En augmentant en complexité, l’internationalisation du Droit contribue au pluralisme, mais perd en cohérence. Il s’agit de la tragédie des trois C : lorsqu’un système dépasse un certain niveau de Complexité, il ne peut être à la fois Cohérent et Complet.

Par le paysage?
Le juriste serait-il paysagiste ? Il se veut constructeur, plutôt architecte, il pose des fondations, des piliers.
Or ces pratiques se sont transformées avec la mondialisation du Droit. Celle-ci conduit à une suppression des bornes (frontières transgressées, neutralisées), à une diversification des sources (superposition de sources non-étatiques) et à la modification des formes (pas de hiérarchie stricte, mais subsidiarité, complémentarité, un mouvement de va-et-vient, car les États acceptent mal la perte de leur souveraineté).

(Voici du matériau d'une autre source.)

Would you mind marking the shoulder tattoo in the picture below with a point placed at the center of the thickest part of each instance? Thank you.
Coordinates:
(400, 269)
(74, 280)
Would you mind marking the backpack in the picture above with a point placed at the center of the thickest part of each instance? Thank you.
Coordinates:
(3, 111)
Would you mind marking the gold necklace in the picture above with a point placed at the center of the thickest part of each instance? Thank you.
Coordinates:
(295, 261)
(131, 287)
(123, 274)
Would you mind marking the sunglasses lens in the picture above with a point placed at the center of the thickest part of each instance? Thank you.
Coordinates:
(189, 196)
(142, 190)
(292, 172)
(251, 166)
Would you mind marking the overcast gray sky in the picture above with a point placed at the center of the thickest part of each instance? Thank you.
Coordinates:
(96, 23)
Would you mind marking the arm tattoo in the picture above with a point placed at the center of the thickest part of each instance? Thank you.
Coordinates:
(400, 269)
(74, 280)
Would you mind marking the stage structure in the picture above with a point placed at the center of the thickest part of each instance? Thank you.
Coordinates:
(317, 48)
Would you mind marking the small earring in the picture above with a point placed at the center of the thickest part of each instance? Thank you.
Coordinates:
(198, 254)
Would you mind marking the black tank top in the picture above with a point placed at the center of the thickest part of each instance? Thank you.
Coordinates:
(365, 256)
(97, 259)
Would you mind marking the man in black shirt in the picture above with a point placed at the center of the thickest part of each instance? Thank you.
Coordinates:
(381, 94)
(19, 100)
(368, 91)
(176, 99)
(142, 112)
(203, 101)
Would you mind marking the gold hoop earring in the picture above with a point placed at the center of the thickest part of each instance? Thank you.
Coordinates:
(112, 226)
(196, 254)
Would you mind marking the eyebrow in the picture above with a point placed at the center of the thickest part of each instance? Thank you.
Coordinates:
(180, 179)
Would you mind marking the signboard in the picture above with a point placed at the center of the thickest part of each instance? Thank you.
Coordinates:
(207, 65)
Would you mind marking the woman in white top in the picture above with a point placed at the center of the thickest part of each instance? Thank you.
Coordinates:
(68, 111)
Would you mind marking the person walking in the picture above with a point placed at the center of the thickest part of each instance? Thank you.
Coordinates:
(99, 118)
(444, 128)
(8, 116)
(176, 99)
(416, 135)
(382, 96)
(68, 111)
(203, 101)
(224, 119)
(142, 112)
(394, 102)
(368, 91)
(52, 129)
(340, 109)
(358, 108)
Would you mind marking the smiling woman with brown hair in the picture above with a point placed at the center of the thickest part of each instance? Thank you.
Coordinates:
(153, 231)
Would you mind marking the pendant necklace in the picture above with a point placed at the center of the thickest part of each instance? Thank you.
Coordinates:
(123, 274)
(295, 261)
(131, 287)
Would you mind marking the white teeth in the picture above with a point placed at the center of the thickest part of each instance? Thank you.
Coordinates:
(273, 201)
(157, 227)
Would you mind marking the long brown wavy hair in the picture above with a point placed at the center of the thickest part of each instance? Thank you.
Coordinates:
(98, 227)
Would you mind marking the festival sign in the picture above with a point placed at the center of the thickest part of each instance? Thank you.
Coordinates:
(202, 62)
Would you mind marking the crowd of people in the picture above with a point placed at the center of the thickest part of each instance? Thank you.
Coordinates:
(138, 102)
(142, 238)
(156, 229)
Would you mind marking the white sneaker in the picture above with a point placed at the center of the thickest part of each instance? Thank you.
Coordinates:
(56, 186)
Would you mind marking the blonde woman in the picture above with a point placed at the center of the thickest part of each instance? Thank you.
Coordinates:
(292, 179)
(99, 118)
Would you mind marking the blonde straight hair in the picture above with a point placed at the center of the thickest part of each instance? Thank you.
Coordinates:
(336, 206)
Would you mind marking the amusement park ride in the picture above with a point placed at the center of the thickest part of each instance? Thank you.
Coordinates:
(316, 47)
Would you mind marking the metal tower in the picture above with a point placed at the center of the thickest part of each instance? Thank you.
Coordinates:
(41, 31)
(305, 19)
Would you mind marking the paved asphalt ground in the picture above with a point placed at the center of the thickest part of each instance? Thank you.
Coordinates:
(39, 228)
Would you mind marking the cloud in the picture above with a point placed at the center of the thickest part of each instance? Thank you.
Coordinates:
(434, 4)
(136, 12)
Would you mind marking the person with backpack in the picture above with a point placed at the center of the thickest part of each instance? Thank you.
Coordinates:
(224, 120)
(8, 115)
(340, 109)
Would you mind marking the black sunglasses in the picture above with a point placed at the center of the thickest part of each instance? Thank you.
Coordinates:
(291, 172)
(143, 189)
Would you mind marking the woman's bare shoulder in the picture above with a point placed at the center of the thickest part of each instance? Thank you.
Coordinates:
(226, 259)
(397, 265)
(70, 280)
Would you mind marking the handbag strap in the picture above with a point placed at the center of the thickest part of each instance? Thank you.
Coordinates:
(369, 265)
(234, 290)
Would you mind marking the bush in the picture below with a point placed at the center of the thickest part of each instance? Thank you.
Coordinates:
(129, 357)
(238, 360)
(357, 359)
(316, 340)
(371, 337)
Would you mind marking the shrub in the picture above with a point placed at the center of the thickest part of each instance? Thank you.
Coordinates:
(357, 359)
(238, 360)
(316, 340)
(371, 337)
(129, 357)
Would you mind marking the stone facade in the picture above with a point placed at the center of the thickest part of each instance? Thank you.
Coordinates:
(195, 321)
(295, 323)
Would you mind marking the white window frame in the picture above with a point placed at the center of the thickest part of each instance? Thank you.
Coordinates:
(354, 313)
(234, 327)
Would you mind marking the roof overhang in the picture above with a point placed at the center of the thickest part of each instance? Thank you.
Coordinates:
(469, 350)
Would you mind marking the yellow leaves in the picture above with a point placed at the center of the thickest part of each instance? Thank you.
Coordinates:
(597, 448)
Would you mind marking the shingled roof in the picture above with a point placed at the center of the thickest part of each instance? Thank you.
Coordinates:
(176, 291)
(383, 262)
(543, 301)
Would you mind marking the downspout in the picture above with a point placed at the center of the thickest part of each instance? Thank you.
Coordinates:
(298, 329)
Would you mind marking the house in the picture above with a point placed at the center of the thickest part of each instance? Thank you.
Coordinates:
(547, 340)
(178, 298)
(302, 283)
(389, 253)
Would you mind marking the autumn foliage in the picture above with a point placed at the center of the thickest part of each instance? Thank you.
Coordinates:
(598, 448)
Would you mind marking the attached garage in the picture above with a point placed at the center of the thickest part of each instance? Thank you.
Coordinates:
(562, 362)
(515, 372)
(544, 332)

Pour ces raisons, le paysage juridique mondial est en expansion et en mouvement. On est bien loin de la pyramide et de l’architecte ! Il ne s’agit pas non plus de réseaux ni de rhizome, ces termes ne décrivent pas l’instabilité. Il s’agit d’un nuage ordonné, dès que le dessin est terminé, les contours ont déjà changé. Se pose la question du vent, du souffle qui donne la direction…

Intérêt pour geosophie.eu

Rapprocher droit et paysage, ou droit et géographie relève de l’exercice de rhétorique où le conférencier joue avec les mots et l’auditoire se garde bien de demander des éclaircissements. Mais au fond, peu importe, car ce jeu de l’esprit apporte au passage des éclairages rafraichissants comme cette idée que le postulat de la variabilité des lois selon le climat a laissé la place à l’inverse (le droit influence le climat). Notre rapport au monde, notre manière de le penser dépasse de très loin le petit jardin des géographes et c’est une promesse d’avenir.